Again we had to back it up and find a way out! We parked along the
river road a few miles out of town and bused back to the old city.
Our first discovery
was the old Church of the Holy Spirit (600 years old) which had
both some old stained glass, from 300 years back, and some newly
installed stained glass (1998), from windows blown out by the end
of WW II fighting.
The artist was
an Italian stained glass maker, Hella Santarossa. The art in the
glass was very different from typical liturgical glass in most churches.
Subjects in the five windows included the loss of innocence through
violence to the children of the world, a nod to the 600 year anniversary
of the famous library of Heidelberg, and effects of history being
transformed by spirituality. They were not beautiful in the traditional
sense, but had vivid dark colors contrasting with light, and a kind
of collage effect with the windows, by use of pictorial type images
(stacked books, helmeted children amidst blazes of red, deep blue,
and purple - striking stuff.)
The castle -
from the sacred to the profane - included the largest cask for
wine ever built. About 25 feet long and over two stories high ...
wow.

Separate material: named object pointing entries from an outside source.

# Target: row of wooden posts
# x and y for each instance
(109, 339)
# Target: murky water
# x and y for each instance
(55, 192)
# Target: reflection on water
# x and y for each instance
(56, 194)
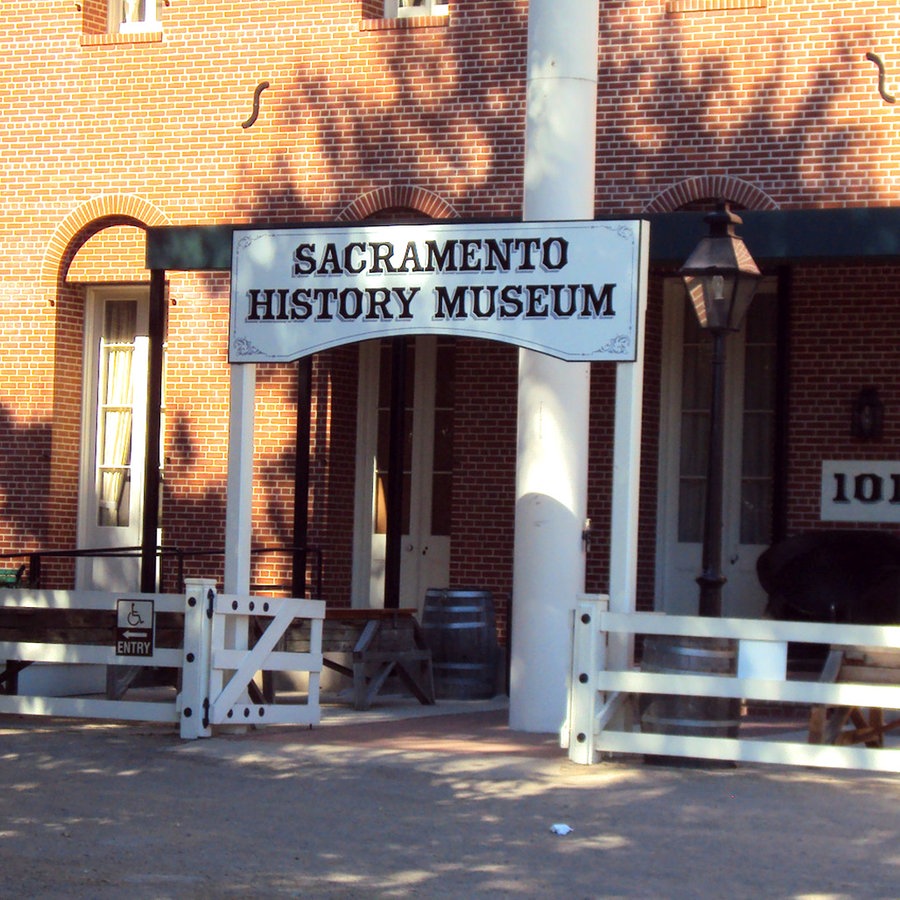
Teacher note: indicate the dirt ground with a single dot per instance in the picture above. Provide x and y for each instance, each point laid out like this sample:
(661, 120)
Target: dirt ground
(444, 806)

That, with the eerie castle ruins, and earlier church visit,
made for quite a contrast.
We stopped after
that for Wurst (German hot dogs) and eventually hustled back
to the RV for a fast trip home to get ready for the concert. Phil
had arranged with our tour helpers to park the RV at the hall next
to the equipment trucks - we were set for a getaway after the second
concert in Frankfurt to head towards Austria, and eventually Vienna.

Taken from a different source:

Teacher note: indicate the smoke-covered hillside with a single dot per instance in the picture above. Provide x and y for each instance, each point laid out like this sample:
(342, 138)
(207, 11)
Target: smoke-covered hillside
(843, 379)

We posed for a picture along with newcomer in traveling, bassist
Rob Kesselman. Guitar in hand we strummed and hummed a ragged version
of "Edelweiss" from the Sound of Music and headed out
... (all this after a rousing Mahler 1st, and as far as sheer spirit,
the best concert yet).
The road at
night can be kind of a thrilling way to travel - stars out, everyone
still wired from the concert's end. Rob's presence for me was quite
a hoot - my wife Gretchen calls Rob, Phil, and me the buffoons.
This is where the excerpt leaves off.